How Olga works

How Olga composes every answer: from her system prompt, your organization content, and current state.

Phase 1

This is part of what RunOlga delivers in Phase 1.

Every answer Olga gives is composed from three sources: who she is, what your organization has recorded, and what is true right now. She does not rely on a general memory of the world — she reads from your instance and grounds each response in what she finds.

The three layers

Olga's responses are assembled from three stores. Each plays a distinct role, and together they are what lets a Care Manager get the same thoughtful partner Ray does.

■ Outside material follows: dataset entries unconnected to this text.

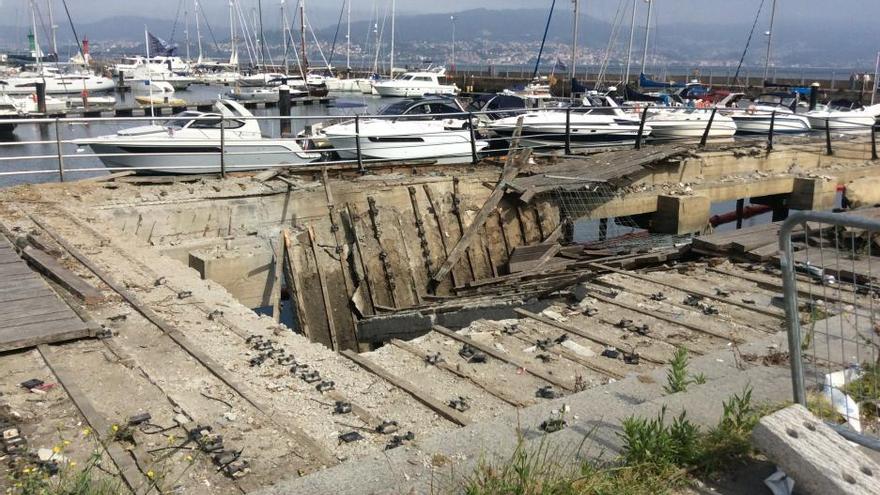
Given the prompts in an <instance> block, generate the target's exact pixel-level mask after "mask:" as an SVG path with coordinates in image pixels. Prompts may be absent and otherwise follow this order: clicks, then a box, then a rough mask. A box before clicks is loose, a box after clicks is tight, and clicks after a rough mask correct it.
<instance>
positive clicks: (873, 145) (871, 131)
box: [871, 124, 877, 160]
mask: <svg viewBox="0 0 880 495" xmlns="http://www.w3.org/2000/svg"><path fill="white" fill-rule="evenodd" d="M876 159H877V126H876V125H874V124H871V160H876Z"/></svg>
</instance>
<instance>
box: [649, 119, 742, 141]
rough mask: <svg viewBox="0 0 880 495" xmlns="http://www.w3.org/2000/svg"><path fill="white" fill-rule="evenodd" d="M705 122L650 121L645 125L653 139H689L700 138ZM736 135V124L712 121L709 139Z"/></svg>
mask: <svg viewBox="0 0 880 495" xmlns="http://www.w3.org/2000/svg"><path fill="white" fill-rule="evenodd" d="M708 124H709V122H708V121H706V120H700V121H663V120H657V121H651V120H648V122H647V125H649V126H650V127H651V137H652V138H655V139H690V138H701V137H703V134H704V133H705V132H706V126H707V125H708ZM734 134H736V124H734V123H733V122H732V121H731V122H718V121H713V122H712V127H710V128H709V137H711V138H724V137H731V136H733V135H734Z"/></svg>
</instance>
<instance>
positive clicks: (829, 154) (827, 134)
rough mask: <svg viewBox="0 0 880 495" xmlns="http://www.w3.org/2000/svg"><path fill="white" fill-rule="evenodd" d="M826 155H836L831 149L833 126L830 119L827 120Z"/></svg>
mask: <svg viewBox="0 0 880 495" xmlns="http://www.w3.org/2000/svg"><path fill="white" fill-rule="evenodd" d="M825 154H826V155H833V154H834V150H832V149H831V125H830V121H829V119H825Z"/></svg>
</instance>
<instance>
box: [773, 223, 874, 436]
mask: <svg viewBox="0 0 880 495" xmlns="http://www.w3.org/2000/svg"><path fill="white" fill-rule="evenodd" d="M872 215H876V213H875V212H874V209H869V210H865V211H863V212H859V211H854V212H852V213H850V214H845V215H842V214H830V213H815V212H806V213H797V214H794V215H793V216H792V217H791V218H790V219H789V220H788V221H786V224H785V225H786V227H787V228H783V230H782V231H781V233H780V244H781V247H782V250H783V259H782V268H783V277H784V281H785V284H784V285H785V291H784V299H785V306H786V317H787V323H788V337H789V349H790V354H791V358H792V359H791V362H792V382H793V385H794V396H795V399H796V400H797V401H798V402H800V403H801V404H804V405H805V406H807V407H809V408H810V409H811V410H812V411H813V412H814V413H816V414H817V415H819V416H820V417H822V418H823V419H825V420H826V421H828V422H830V423H832V424H834V425H835V426H838V427H839V428H841V429H844V430H846V433H847V434H846V436H847V438H850V439H851V440H854V441H856V442H858V443H861V444H863V445H866V446H869V447H872V448H875V449H880V322H878V314H877V309H876V308H875V299H877V298H878V297H880V282H878V280H877V279H876V277H877V275H878V272H877V268H878V267H880V257H878V256H880V221H878V220H877V219H875V218H873V217H872Z"/></svg>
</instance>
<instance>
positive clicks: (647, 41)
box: [642, 0, 654, 73]
mask: <svg viewBox="0 0 880 495" xmlns="http://www.w3.org/2000/svg"><path fill="white" fill-rule="evenodd" d="M647 2H648V21H647V22H646V23H645V51H644V52H642V73H644V72H645V66H646V64H647V63H648V38H649V35H650V34H651V11H652V10H653V7H654V0H647Z"/></svg>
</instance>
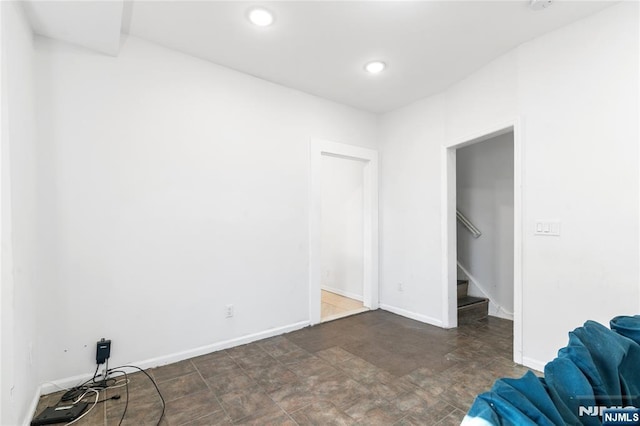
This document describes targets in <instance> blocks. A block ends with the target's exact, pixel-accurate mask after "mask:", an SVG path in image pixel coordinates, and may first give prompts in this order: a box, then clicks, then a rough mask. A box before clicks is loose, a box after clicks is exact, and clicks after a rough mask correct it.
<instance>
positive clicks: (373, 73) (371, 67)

Layer	What it holds	How it varies
Layer 1 — RunOlga Store	Her system prompt: her personality and behavior.	Universal. The same across every instance.
Layer 2 — Instance Store	Your organization's content — Priorities, Issues, Processes, Metrics, Tasks, Seats.	Different for every subscriber.
Live Context Store	Current operational state.	Updates in near-real-time as people interact with RunOlga.

Layer 1 is who Olga is — defined once, in her system prompt, and shared by every organization on RunOlga. Layer 2 is what your organization is: the Vision, Seats, Priorities, and the rest of your recorded content. The Live Context Store is what is happening now — the state that changes as a leader adds a Priority, logs an Issue, or completes a Task.

How a single answer is composed

For each message you send, Olga runs the same pipeline:

Receive user message.
Load system prompt (Layer 1).
Retrieve relevant Layer 2 content.
Retrieve relevant Live Context data.
Assemble context: system prompt + retrieved content + conversation history + user message.
Call the LLM.
Display response.
Log retrieval references for provenance.

The order matters. Olga starts from who she is, gathers what is relevant from your organization and its current state, brings in the conversation so far, and only then answers. The final step — logging which records she read — is what makes every response traceable afterward.

Retrieval in Phase 1

In Phase 1, retrieval is deliberately direct and simple:

Olga runs standard database queries against Layer 2. She reads your recorded content directly.
There is no vector embedding or semantic similarity — that arrives in Phase 2.
There is no pattern recognition across history — that arrives in Phase 3. Olga can list your Issues; she does not yet identify recurring themes across them.

Keeping retrieval direct is also part of why Olga feels fast: simple queries stay simple.

Every query is automatically scoped to your RBAC permissions. Olga reads only what you are allowed to see, enforced at the application layer rather than left to the prompt. See Permissions and isolation for how scoping and instance isolation work.

Conversation state

Olga keeps a conversation going so you do not have to repeat yourself:

History is per-user and per-session, and it persists across page navigation.
When you move to a different component — say from Priorities to Issues — Olga's context updates to reflect where you now are.
She can reference earlier messages in the same conversation.
Your conversation history is private to you. It is not visible to other users in the same instance.

So if you ask Olga to draft a Priority, then navigate to your Tasks, she still knows what you were working on — and the next person in your organization never sees that exchange.

Performance targets

Phase 1 retrieval is kept direct so that Olga feels immediate when a leader needs her for an urgent decision.

Query type	Target
Simple factual query (Instance Store or Live Context Store)	Under 2 seconds
Methodology query (RunOlga Store)	Under 2 seconds
Multi-store composition query	Under 4 seconds

A responsive mode keeps latency feeling immediate when a decision can't wait.

Provenance

Every response is traceable to its source: which store it came from, and which records Olga accessed to answer. The final step of the pipeline — logging retrieval references — is what makes this possible. If Olga tells you something about your organization, you can see where it came from. For how grounding and confirmation-before-writes work together, see Grounding and confirmation.